Bear with me, I can't include my 1,000+ line program, and there are a couple of questions in the description.
So I have a couple types of patterns I am searching for:
#literally just a regular word
re.search("Word", arg)
#Varying complex pattern
re.search("[0-9]{2,6}-[0-9]{2}-[0-9]{1}", arg)
#Words with varying cases and the possibility of ending special characters
re.search("Supplier [Aa]ddress:?|Supplier [Ii]dentification:?|Supplier [Nn]ame:?", arg)
#I also use re.findall for the above patterns as well
re.findall("uses patterns above", arg
I have about 75 of these in total, and some need to be moved to deeply nested functions
When and where should I compile the patterns?
Right now I am trying to improve my program by compiling everything in main, then pass the correct list of compiled RegexObjects to the function that uses it. Would this increase my performance?
Would doing something like the following increase the speed of my program?
re.compile("pattern").search(arg)
Does the compiled patterns stay in memory so if a function is called multiple times with this in it would it skip the compiling part?

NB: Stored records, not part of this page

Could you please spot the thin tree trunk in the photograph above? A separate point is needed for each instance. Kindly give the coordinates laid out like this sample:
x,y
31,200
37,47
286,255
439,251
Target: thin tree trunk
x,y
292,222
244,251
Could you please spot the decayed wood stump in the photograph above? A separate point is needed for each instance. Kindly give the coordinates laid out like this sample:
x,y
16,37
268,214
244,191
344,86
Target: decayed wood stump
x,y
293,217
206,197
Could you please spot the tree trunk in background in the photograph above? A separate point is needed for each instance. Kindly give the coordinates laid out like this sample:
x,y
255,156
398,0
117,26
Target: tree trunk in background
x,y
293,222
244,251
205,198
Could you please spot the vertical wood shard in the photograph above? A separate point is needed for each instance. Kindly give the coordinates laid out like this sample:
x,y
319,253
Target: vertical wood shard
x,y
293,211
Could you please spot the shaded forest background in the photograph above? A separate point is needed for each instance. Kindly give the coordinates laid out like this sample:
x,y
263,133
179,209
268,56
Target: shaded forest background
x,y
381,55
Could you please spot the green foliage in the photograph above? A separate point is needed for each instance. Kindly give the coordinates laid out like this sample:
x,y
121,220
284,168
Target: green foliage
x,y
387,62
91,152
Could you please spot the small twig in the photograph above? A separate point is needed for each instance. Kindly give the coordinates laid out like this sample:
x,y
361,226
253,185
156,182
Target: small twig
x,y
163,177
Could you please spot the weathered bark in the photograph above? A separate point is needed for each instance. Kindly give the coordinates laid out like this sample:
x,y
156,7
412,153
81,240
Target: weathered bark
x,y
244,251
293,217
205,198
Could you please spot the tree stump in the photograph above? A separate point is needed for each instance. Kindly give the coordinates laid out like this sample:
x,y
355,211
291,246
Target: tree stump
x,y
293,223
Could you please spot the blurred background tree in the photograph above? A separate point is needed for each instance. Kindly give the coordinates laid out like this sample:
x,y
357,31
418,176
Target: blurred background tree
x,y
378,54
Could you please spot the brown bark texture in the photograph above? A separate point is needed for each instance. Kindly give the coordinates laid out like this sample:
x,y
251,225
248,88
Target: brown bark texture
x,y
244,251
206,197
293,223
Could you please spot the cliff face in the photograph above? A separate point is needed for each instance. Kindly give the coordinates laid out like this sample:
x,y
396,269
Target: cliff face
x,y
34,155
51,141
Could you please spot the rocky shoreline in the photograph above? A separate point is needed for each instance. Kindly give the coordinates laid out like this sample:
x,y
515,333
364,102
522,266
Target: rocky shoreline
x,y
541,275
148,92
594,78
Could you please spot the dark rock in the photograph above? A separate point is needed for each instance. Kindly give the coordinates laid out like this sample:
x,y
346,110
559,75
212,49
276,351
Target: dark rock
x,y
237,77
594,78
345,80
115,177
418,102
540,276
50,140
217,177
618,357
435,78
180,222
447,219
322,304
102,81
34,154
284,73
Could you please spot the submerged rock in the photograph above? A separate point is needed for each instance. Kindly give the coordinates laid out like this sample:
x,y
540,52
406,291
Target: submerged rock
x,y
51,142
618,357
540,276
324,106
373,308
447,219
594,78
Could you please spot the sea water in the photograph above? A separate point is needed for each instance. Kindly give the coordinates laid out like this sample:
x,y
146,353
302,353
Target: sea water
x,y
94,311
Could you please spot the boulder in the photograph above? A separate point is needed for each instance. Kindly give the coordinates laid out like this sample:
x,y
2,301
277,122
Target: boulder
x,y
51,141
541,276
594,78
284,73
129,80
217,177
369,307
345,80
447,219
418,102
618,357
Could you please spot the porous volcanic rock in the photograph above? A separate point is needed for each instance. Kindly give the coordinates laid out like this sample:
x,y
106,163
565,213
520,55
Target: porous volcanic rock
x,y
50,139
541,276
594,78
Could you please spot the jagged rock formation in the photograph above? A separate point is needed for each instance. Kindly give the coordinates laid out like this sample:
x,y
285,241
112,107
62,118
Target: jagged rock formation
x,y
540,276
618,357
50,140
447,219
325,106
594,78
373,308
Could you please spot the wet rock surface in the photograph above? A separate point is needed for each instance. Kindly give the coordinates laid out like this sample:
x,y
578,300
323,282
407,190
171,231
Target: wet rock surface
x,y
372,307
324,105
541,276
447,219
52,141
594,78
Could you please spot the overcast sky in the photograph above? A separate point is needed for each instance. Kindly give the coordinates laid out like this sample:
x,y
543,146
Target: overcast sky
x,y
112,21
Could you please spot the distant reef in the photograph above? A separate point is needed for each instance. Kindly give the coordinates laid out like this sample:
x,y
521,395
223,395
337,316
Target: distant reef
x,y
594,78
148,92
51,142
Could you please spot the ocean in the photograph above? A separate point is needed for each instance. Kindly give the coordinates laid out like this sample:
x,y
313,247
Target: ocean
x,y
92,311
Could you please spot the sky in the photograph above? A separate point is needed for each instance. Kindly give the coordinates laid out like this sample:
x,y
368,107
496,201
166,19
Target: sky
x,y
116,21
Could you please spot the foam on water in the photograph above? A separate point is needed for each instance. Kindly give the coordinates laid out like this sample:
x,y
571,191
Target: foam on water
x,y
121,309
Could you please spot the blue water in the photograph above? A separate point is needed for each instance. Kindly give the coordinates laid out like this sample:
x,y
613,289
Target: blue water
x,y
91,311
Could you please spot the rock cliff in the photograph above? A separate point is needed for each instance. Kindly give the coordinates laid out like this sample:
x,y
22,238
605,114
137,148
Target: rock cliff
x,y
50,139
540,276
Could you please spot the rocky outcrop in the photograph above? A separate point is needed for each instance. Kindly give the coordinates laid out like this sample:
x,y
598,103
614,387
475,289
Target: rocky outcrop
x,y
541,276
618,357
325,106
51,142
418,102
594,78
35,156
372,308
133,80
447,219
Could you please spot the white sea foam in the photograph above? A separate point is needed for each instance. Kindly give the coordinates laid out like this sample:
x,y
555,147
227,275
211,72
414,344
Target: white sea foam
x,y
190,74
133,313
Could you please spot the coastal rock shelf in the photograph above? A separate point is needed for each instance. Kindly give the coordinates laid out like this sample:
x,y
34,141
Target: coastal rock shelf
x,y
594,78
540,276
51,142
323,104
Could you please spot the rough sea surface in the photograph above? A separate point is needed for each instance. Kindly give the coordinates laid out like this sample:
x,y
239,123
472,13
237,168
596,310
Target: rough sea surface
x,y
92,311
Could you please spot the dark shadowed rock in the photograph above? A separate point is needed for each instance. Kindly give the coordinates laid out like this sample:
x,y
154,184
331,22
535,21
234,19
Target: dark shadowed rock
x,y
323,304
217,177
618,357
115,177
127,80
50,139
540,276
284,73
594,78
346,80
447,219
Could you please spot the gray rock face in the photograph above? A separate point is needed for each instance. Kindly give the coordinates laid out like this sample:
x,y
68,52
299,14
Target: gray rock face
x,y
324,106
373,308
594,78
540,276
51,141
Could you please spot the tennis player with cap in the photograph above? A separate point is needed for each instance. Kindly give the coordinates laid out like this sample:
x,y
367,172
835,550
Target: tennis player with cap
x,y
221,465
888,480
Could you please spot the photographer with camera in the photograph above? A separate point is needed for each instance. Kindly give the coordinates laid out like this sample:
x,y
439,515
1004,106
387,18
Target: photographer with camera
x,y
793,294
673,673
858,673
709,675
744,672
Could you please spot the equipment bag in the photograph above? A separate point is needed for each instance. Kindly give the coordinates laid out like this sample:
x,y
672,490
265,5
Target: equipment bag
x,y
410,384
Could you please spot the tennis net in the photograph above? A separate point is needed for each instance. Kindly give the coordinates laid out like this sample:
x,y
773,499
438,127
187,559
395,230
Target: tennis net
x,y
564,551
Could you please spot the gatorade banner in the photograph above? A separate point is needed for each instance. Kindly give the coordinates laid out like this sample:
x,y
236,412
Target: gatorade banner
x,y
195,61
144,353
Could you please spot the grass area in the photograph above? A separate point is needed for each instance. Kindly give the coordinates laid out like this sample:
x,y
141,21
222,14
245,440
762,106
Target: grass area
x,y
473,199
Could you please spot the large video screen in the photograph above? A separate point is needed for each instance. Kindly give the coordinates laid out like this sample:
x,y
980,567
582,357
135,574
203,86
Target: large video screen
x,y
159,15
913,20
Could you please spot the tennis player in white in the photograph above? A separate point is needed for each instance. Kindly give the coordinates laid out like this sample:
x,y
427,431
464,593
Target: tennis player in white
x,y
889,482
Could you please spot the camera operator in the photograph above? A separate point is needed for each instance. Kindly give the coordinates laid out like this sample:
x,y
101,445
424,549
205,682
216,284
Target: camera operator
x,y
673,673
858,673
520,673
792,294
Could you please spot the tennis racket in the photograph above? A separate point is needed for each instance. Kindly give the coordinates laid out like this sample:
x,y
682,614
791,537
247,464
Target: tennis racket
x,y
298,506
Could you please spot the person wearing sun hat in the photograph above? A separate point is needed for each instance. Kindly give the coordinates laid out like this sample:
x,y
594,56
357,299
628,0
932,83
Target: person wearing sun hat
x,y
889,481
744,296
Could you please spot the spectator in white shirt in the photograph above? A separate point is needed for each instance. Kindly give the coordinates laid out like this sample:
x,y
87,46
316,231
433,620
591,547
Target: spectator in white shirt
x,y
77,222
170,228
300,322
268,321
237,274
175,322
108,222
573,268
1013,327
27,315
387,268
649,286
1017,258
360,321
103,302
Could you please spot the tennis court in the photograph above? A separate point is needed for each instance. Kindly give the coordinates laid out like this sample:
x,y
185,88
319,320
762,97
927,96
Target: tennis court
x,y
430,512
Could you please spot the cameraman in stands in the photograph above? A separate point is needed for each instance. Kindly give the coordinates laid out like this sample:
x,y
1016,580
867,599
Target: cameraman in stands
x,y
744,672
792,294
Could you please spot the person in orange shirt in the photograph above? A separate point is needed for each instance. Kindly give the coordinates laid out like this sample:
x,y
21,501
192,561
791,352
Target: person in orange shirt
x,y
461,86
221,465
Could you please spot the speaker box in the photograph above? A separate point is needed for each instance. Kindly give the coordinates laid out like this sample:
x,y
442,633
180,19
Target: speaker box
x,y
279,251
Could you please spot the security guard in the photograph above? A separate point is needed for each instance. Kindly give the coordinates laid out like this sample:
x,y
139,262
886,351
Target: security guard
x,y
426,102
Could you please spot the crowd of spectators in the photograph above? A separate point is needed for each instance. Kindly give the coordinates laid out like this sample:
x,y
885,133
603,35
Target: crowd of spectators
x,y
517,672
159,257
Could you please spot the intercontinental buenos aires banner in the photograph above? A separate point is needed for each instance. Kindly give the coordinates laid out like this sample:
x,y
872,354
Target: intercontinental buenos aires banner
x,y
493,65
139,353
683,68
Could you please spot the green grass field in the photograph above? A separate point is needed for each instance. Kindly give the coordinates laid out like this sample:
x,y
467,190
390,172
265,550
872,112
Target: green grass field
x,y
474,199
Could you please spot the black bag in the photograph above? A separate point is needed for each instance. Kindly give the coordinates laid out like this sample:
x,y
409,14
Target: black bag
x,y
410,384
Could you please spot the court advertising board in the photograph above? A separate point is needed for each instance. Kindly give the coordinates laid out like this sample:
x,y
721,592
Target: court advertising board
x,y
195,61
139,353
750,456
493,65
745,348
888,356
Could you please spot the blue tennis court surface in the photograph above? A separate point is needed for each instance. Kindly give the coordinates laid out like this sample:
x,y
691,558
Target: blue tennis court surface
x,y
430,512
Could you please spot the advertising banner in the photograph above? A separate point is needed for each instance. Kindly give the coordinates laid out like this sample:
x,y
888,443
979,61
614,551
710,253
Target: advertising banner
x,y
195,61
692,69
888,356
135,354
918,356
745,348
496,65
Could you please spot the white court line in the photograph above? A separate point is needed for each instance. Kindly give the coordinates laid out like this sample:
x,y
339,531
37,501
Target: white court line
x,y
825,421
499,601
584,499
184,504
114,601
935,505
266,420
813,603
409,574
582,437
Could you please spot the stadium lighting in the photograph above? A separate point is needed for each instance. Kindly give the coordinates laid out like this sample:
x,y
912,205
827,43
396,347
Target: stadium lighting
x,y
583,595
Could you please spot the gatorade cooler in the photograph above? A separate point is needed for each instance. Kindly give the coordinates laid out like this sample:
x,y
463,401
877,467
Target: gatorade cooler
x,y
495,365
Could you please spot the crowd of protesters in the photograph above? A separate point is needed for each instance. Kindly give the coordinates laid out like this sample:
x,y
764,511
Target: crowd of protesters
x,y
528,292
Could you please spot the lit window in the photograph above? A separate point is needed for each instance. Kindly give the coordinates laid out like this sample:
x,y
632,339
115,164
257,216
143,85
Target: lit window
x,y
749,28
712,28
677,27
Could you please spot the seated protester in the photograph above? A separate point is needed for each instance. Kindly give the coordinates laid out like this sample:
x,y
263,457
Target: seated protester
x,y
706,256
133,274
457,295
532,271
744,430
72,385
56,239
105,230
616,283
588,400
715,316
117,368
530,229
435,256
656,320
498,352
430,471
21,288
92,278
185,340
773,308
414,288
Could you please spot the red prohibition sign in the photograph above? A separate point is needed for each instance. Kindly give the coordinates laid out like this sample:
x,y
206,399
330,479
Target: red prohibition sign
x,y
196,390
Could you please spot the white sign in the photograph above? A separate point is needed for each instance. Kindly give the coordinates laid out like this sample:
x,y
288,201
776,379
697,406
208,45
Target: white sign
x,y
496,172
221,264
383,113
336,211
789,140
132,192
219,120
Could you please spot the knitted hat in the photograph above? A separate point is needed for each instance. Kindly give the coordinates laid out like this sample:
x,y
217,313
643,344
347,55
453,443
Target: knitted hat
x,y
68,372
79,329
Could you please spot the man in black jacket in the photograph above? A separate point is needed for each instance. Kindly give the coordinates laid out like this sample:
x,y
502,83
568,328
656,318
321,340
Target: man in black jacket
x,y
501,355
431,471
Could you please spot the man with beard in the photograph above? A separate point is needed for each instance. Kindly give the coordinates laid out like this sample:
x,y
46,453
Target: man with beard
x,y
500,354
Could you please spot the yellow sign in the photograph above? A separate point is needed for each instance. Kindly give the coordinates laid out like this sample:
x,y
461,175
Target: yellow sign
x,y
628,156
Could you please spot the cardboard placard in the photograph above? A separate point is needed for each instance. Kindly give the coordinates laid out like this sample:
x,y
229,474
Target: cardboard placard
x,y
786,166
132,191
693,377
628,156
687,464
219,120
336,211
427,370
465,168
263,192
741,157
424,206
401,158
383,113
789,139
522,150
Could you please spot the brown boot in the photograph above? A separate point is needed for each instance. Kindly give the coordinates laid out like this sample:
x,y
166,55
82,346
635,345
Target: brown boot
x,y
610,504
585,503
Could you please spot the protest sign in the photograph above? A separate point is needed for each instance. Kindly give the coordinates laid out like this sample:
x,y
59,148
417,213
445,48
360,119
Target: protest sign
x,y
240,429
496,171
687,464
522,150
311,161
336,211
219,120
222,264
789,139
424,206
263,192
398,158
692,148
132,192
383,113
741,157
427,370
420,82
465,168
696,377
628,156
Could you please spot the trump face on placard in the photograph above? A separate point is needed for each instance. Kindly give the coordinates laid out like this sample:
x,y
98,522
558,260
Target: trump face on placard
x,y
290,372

So I wouldn't have to move data from function to function.
Is it even worth compiling all of the patterns if I move the data so much?
Is there a better way to match regular words without regex?
Short example of my code:
import re
def foo(arg, allWords):
#Does some things with arg, then puts the result into a variable,
# this function does not use allWords
data = arg #This is the manipulated version of arg
return(bar(data, allWords))
def bar(data, allWords):
if allWords[0].search(data) != None:
temp = data.split("word1", 1)[1]
return(temp)
elif allWords[1].search(data) != None:
temp = data.split("word2", 1)[1]
return(temp)
def main():
allWords = [re.compile(m) for m in ["word1", "word2", "word3"]]
arg = "This is a very long string from a text document input, the provided patterns might not be word1 in this string but I need to check for them, and if they are there do some cool things word3"
#This loop runs a couple million times
# because it loops through a couple million text documents
while True:
data = foo(arg, allWords)